Mitigating the latest processor attacks will be a chore on many levels
The names Downfall, Inception, Meltdown and Spectre might evoke the names of Bond villains, but they describe something almost as insidious: They are all central processing unit-based security vulnerabilities that have been uncovered in the past several years.
Each of them — the first two most recently and the last two harking back to 2018 — involves very specific attacks on hardware-level commands of various chips made or designed by Intel Corp., Arm Ltd. and Advanced Micro Devices Inc. All have required or will require patching with operating system updates and chip firmware updates.
Let’s take the two new ones first. Both Intel and AMD have already issued operating system-level updates and neither is aware of any active exploits happening in the wild, which is good news. The firmware updates will take time to be developed by the chip manufacturers and then make their way to motherboard providers.
Downfall was discovered by Daniel Moghimi, a senior researcher at Google. He presented how the attack works last week at the annual Black Hat Vegas conference, showing how the bug can be used to steal encryption keys from other users running on a specific server, or steal random data from the Linux kernel. Both of these exploits are documented on his attack website.
He disclosed the problem about a year ago, and Intel claims it affects a wide collection of Core-based CPUs, covering PCs sold for the past nine years. That link also has a comprehensive summaries of previous CPU attack scenarios.
Moghimi stated that “Intel’s server market share is more than 70%, so most likely, everyone on the internet is affected.” He also said that it is possible a remote attack could be launched from a web browser.
Inception is a combination of attacks that were discovered by a group of Zurich-based researchers. “As in the movie of the same name, Inception plants an idea in the CPU while it is in a sense dreaming,” the researchers said in their report, and that forces the processor to take wrong actions and allowing an attacker to hijack the machine.
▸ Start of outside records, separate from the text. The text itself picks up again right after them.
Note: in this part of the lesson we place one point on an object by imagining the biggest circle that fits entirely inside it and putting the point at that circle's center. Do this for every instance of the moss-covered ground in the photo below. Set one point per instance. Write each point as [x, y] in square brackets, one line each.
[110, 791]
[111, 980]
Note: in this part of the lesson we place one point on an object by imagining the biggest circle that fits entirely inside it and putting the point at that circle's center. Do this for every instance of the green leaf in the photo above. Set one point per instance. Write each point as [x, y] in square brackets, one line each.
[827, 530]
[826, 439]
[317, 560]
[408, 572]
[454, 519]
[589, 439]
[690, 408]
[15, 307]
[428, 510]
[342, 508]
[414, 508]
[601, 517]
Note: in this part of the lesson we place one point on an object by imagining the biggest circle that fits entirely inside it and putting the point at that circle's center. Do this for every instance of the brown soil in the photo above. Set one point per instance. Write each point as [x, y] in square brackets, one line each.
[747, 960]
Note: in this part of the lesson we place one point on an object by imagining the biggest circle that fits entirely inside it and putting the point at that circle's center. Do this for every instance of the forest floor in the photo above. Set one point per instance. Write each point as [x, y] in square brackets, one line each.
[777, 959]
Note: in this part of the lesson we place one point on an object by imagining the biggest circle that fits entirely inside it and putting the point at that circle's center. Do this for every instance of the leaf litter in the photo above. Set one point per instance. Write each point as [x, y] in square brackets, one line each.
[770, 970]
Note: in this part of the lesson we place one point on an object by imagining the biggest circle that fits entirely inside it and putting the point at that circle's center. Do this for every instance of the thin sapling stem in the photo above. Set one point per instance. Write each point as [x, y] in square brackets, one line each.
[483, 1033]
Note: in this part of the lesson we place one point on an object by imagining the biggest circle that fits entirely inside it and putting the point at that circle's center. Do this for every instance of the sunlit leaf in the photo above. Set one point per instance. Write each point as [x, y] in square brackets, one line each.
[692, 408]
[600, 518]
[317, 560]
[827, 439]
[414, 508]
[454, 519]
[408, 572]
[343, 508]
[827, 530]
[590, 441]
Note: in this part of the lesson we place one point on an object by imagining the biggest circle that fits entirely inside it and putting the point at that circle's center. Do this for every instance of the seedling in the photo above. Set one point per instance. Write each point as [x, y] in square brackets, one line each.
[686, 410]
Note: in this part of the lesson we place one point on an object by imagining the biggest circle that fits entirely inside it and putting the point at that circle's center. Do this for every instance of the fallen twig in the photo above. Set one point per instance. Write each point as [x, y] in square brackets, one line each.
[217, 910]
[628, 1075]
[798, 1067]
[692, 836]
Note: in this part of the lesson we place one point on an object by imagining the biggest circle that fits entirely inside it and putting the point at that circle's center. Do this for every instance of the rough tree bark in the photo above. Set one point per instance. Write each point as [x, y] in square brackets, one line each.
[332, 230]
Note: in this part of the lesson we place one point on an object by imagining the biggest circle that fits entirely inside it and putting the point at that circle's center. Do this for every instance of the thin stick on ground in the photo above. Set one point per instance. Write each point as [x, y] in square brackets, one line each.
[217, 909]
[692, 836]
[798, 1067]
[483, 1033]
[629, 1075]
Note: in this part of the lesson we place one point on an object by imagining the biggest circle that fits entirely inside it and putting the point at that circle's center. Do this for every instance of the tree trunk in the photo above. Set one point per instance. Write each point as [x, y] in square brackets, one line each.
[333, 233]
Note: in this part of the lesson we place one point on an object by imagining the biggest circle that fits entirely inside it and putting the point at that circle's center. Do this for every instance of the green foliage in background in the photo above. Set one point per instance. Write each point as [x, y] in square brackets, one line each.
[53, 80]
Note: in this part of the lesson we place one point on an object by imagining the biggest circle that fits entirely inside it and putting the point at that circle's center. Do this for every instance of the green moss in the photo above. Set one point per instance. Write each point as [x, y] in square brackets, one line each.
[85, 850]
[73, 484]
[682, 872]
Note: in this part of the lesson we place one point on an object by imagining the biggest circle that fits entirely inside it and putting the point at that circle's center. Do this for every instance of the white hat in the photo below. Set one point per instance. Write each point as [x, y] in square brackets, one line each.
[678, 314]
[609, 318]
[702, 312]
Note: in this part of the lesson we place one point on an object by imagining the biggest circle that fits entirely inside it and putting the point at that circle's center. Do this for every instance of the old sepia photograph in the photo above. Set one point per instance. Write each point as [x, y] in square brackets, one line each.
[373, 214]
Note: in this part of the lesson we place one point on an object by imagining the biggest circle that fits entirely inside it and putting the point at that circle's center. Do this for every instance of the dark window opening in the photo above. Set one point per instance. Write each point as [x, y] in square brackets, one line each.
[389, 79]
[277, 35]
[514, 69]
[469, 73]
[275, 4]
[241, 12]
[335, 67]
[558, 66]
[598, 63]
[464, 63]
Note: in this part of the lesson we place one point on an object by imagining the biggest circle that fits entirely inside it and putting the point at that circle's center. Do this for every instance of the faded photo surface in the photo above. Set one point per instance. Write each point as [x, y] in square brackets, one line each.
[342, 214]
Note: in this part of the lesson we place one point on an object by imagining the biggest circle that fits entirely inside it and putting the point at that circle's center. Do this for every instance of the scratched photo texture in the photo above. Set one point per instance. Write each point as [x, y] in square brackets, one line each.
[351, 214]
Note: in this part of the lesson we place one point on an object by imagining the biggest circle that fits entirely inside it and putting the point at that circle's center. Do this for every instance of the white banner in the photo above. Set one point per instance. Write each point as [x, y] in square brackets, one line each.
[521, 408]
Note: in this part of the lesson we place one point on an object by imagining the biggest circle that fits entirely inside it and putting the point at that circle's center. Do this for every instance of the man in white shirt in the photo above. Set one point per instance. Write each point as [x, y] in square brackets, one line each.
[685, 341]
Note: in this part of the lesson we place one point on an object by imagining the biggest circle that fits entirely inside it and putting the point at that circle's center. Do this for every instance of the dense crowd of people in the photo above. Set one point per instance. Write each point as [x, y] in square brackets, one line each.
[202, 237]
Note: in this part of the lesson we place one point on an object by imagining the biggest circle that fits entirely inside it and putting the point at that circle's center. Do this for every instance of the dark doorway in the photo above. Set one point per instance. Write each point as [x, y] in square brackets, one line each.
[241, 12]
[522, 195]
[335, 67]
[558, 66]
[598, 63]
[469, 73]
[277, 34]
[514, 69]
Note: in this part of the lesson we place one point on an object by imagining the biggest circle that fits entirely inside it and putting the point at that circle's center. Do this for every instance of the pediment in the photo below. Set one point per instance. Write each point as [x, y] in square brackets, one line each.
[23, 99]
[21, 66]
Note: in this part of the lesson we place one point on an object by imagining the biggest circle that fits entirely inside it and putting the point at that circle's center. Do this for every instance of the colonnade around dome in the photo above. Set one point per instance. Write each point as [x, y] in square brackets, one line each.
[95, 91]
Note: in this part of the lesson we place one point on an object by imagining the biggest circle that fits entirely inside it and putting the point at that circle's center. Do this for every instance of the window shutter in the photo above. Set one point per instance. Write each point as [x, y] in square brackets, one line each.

It affects AMD Zen v.3 and v.4 chipsets, including Ryzens and Threadripper Pros. Some of the firmware updates are now available, with others expected before the end of the year. Earlier Zen v.2 chipsets had their own vulnerability called Zenbleed that was discovered by Google researcher Tavis Ormandy and fixed last month.
The 2018 attacks were discovered independently by various security researchers, including Google’s Project Zero. Both of these take advantage of a special series of CPU instructions called speculative execution and can be used either to steal kernel-level data, in the case of Meltdown, or to steal from other apps running on the same system, in the case of Spectre.
“Depending on the cloud provider’s infrastructure, it might be possible to steal data from other customers,” the researchers wrote on their exploit website. That contains all sort of useful information, along with a collection of security advisories from more than a dozen different vendors, including phone and cloud server platforms.
Implications for business
Both of the earlier attacks can take advantage of Intel, AMD and Arm chipsets going back to 1995. Enoch Root of Kaspersky posted an update last year that recaps where things stand with both of these earlier exploits, saying that it’s unlikely that either have been seen in the wild despite the passage of time.
These flaws are quite pervasive across almost everything that has a CPU in it, including phones, cars and numerous embedded devices. On a public cloud server, it’s possible for software in a guest virtual machine to drill down into the host machine’s physical memory and steal data from other customers’ virtual machines.
Though it’s great to have fixes, the bad news is that these fixes will extract a processing tax, because some of the processors’ power will have to be diverted to the shields, as they say in “Star Trek” lingo. “For most organizations whose business model depends on the performance of a large fleet of servers a performance drop will be the most noticeable impact of anti-Spectre measures,” Root said in his blog post. He cited another report that predicted a 25% hit in performance when all the Linux-related measures are implemented.
Most security experts recommend the usual advice, to patch where appropriate and develop update plans as newer exploits develop. They also suggest that information technology managers spend some time on the exploit description websites and read the relevant papers.
Root also urged caution. Despite the research on all of these exploits, he said, they “may not have a practical value, because researchers create ideal conditions for the attacks.” He believes the possibility of an actual attack to be unlikely. “At this moment, there is no immediate threat of exploitation of Spectre vulnerabilities in real conditions,” he said. “All known attacks are extremely complex and require the highest skill of the attacker.”